Search code examples
pythongensimfasttext

How to reduce RAM consumption of gensim fasttext model through training parameters?


What parameters when training a gensim fasttext model have the biggest effect on the resulting models' size in memory?

gojomos answer to this question mentions ways to reduce a model's size during training, apart from reducing embedding dimensionality.

There seem a few parameters that might have an effect: thresholds for including words in the vocabulary especially. Do the other parameters also influence model size, for example ngram range, and which parameters have the largest effect?

I hope this is not too lazy of a question :-)


Solution

  • The main parameters affecting FastText model size are:

    • vector_size (dimensionality) - the size of the model is overwhelmingly a series of vectors (both whole-word and n-gram) of this length. Thus, reducing vector_size has a direct, large effect on total model size.
    • min_count and/or max_final_vocab - by affecting how many whole words are considered 'known' (in-vocabulary) for the model, these directly influence how many bulk vectors are in the model. Especially if you have large enough training data that model size is an issue – & are using FastText – you should be considering higher values than the default min_count=5. Very-rare words with just a handful of usage examples typically don't learn good generalizable representations in word2vec-like models. (Good vectors come from many subtly-contrasting usage examples.) But because by Zipfian distributions, there are typically a lot of such words in natural language data, they do wind up taking a lot of the training time, & tug against other words' training, & push more-frequent words out of each-other's context windows. Hence this is a case where, counter to many peoples' intuition, throwing away some data (the rarest words) can often improve the final model.
    • bucket – which specifies exactly how may n-gram vectors will be learned by the model, because they all share a collision-oblivious hashmap. That is, no matter how many unique n-grams there really are in the training data, they'll all be forced into exactly this many vectors. (Essentially, rarer n-grams will often collide with more-frequent ones, and be just background noise.)
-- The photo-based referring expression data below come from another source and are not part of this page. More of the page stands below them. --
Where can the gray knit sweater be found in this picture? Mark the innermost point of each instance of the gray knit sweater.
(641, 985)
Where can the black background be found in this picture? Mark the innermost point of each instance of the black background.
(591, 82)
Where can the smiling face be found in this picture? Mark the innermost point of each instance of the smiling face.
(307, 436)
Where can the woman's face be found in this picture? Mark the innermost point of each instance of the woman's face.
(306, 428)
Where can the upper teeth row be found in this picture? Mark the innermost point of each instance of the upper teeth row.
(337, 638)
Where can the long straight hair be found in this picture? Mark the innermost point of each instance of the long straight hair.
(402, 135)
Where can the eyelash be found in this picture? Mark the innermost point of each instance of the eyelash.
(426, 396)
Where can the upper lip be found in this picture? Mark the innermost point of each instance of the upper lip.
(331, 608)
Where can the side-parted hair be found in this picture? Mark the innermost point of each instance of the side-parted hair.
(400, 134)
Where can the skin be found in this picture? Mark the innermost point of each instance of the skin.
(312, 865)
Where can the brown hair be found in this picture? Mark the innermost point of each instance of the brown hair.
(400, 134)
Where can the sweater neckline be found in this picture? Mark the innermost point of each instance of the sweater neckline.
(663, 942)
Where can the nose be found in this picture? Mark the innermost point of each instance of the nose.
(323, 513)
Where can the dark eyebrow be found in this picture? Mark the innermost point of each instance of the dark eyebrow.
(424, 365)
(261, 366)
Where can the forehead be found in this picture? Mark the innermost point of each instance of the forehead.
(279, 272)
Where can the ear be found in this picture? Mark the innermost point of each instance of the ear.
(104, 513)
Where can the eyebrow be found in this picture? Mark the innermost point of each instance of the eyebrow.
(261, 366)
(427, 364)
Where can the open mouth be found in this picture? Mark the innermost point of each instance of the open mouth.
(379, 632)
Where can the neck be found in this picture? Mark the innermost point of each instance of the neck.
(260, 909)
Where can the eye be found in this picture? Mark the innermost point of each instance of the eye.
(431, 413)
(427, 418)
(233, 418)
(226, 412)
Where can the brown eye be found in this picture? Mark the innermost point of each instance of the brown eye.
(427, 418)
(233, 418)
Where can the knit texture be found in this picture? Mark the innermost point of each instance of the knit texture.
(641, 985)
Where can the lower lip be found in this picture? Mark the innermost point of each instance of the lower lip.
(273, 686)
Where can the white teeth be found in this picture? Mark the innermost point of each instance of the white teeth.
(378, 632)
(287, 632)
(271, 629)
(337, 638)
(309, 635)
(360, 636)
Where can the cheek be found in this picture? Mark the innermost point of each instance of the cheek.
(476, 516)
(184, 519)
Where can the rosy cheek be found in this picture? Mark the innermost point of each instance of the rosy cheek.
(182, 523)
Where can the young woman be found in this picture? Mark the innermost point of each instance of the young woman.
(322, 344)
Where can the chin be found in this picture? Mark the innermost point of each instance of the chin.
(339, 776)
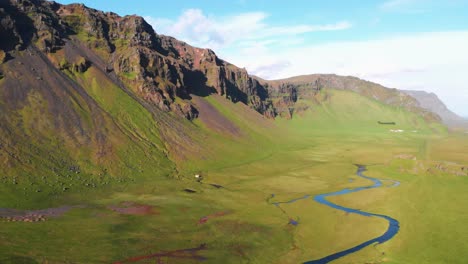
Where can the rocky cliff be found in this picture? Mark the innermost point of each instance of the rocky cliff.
(309, 87)
(157, 68)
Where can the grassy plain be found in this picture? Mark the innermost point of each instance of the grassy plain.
(308, 155)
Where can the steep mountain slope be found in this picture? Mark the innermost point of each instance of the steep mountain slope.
(88, 98)
(307, 86)
(83, 92)
(432, 103)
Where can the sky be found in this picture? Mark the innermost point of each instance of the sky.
(404, 44)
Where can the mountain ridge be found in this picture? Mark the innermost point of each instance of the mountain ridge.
(105, 93)
(432, 102)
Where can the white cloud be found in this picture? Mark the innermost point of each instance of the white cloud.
(198, 29)
(407, 6)
(435, 62)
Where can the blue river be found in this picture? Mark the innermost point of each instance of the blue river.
(393, 224)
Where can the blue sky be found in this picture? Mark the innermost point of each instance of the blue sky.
(405, 44)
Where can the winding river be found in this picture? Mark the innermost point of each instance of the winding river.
(393, 224)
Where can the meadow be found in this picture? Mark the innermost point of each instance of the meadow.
(228, 216)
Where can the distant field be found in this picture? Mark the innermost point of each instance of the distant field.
(228, 216)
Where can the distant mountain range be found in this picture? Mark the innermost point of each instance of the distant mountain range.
(431, 102)
(81, 86)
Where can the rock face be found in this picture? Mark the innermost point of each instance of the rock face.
(161, 70)
(309, 86)
(432, 103)
(158, 68)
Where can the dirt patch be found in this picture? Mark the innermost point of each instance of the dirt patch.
(205, 219)
(14, 215)
(130, 208)
(189, 253)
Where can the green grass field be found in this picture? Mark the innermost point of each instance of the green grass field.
(308, 155)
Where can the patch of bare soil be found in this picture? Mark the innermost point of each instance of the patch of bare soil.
(189, 253)
(14, 215)
(131, 208)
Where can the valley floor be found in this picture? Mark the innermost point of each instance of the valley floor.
(229, 215)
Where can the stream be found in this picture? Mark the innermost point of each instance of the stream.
(393, 224)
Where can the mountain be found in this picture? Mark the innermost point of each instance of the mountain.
(307, 85)
(431, 102)
(94, 94)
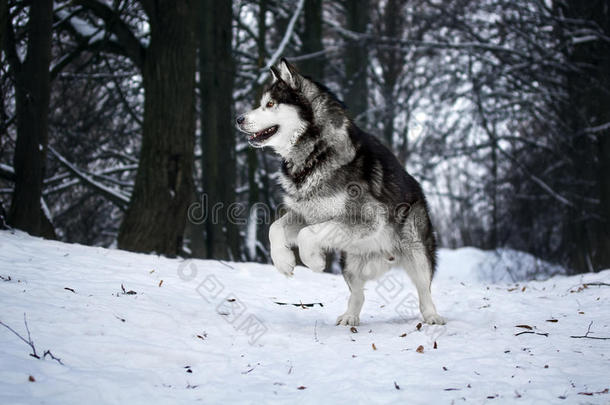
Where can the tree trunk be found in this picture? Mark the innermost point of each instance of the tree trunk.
(356, 61)
(156, 217)
(589, 94)
(312, 40)
(32, 94)
(217, 131)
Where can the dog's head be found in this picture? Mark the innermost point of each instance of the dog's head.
(284, 114)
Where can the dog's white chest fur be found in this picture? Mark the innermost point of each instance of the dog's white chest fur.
(318, 209)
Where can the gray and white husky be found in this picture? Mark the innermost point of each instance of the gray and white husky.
(344, 191)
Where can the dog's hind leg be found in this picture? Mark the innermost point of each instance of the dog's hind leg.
(352, 273)
(419, 268)
(282, 235)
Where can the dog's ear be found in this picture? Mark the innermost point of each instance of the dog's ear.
(289, 73)
(275, 74)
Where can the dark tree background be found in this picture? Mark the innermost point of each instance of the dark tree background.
(117, 117)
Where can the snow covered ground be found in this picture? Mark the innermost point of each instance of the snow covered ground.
(133, 328)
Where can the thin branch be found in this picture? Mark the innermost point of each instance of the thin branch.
(133, 47)
(28, 341)
(586, 335)
(264, 72)
(116, 197)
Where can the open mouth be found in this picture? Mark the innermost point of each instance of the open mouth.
(263, 135)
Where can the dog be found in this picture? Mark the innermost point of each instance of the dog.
(344, 191)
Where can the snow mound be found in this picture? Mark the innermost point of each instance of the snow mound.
(133, 328)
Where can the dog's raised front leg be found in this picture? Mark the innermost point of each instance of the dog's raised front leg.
(352, 273)
(282, 235)
(314, 239)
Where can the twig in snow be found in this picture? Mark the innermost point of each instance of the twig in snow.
(586, 335)
(598, 284)
(30, 342)
(532, 332)
(225, 264)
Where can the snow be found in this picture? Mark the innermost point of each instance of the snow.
(211, 331)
    Notably, because of the collisions tolerated by the bucket-sized hashmap, the parameters min_n & max_n actually don't affect the model size at all. Whether they allow for lots of n-grams of many sizes, or much fewer of a single/smaller range of sizes, they'll be shoehorned into the same number of buckets. (If more n-grams are used, a larger bucket value may help reduce collisions, and with more n-grams, training time will be longer. But the model will only grow with a larger bucket, not different min_n & max_n values.)
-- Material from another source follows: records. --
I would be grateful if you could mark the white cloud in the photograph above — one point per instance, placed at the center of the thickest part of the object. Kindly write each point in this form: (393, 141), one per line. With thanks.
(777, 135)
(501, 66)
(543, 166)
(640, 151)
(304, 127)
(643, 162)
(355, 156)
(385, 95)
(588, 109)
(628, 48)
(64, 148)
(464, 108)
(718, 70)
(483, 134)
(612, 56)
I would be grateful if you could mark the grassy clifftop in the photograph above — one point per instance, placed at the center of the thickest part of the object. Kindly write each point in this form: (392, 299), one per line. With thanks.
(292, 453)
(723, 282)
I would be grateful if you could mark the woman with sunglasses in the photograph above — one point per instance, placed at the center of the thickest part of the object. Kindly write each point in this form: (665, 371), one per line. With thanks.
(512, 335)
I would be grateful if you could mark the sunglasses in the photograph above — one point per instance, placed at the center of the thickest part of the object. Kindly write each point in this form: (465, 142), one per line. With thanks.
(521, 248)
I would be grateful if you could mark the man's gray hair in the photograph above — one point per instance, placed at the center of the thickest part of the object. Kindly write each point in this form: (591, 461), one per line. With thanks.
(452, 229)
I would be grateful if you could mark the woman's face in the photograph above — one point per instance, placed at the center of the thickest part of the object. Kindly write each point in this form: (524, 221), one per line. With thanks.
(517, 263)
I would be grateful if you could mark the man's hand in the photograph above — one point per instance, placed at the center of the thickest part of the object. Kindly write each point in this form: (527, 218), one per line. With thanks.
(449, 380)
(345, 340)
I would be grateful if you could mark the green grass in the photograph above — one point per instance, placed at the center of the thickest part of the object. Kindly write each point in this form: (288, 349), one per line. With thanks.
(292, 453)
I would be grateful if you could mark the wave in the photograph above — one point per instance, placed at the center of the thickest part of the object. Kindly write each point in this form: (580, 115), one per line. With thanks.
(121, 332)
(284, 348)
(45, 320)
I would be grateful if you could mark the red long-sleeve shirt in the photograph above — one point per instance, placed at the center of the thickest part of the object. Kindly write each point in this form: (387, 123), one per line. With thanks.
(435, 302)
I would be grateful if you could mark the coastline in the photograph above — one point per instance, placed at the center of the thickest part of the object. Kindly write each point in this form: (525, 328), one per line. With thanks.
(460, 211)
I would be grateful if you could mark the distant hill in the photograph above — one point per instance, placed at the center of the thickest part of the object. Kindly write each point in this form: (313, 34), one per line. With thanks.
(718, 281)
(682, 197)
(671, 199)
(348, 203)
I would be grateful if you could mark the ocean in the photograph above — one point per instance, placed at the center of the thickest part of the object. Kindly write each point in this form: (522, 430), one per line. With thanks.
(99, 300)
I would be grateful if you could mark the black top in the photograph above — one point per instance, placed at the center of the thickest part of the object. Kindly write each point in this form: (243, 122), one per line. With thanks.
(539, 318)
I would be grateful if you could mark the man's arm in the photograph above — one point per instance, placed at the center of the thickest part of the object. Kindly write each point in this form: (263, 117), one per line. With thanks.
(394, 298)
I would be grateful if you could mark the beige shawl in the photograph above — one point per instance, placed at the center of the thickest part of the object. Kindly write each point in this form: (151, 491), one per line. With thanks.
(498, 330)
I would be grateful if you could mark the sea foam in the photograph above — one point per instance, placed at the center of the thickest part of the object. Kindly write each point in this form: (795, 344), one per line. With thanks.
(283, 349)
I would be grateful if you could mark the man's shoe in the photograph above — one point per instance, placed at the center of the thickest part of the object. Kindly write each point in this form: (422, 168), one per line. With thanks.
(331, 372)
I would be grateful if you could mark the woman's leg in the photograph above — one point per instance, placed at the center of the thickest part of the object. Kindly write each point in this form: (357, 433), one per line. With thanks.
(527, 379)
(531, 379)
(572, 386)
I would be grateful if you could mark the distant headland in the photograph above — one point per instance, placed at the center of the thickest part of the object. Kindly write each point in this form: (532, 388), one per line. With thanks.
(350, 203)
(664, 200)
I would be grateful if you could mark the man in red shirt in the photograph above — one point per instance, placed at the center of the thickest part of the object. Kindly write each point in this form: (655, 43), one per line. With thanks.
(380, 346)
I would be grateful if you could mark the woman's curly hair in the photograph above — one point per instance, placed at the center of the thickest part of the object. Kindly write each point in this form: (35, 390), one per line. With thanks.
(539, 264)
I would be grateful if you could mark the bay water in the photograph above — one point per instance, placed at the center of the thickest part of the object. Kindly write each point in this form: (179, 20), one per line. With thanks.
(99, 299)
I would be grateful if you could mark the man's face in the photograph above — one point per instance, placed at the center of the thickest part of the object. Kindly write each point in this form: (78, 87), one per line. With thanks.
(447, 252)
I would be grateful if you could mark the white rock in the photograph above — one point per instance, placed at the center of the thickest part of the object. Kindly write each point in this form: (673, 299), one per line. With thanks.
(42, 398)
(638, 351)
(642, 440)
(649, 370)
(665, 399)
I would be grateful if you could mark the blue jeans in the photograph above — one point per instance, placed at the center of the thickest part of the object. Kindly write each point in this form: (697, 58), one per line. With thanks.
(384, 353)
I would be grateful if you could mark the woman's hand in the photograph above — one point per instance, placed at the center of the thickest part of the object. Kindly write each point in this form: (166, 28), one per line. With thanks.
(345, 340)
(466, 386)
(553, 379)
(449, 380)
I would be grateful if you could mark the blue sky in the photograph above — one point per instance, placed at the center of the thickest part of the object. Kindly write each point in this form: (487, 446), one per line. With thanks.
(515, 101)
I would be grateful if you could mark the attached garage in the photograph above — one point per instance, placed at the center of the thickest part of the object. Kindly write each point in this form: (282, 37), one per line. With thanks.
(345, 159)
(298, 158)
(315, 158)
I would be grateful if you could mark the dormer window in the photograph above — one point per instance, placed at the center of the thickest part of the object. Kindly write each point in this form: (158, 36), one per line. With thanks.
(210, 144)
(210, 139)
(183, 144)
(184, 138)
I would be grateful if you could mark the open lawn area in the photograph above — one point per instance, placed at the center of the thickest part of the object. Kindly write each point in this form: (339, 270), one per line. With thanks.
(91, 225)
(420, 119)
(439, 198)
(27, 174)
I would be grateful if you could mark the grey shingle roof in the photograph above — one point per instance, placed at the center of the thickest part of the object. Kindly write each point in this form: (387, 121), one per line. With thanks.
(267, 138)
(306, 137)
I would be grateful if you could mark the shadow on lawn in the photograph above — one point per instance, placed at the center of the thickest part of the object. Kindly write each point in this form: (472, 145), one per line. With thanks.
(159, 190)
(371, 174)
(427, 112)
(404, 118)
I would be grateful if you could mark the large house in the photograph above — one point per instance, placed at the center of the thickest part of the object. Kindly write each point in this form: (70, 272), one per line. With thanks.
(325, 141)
    You can get a sense of a model's RAM size by using .save() to save it to disk - the size of the multiple related files created (without compression) will roughly be of a similar magnitude as the RAM needed by the model. So, you can improve your intuition for how varying parameters changes the model size, by running varied-parameter experiments with smaller models, and watching their different .save()-sizes. (Note that you don't actually have to .train() these models - they'll take up their full allocated size once the .build_vocab() step has completed.)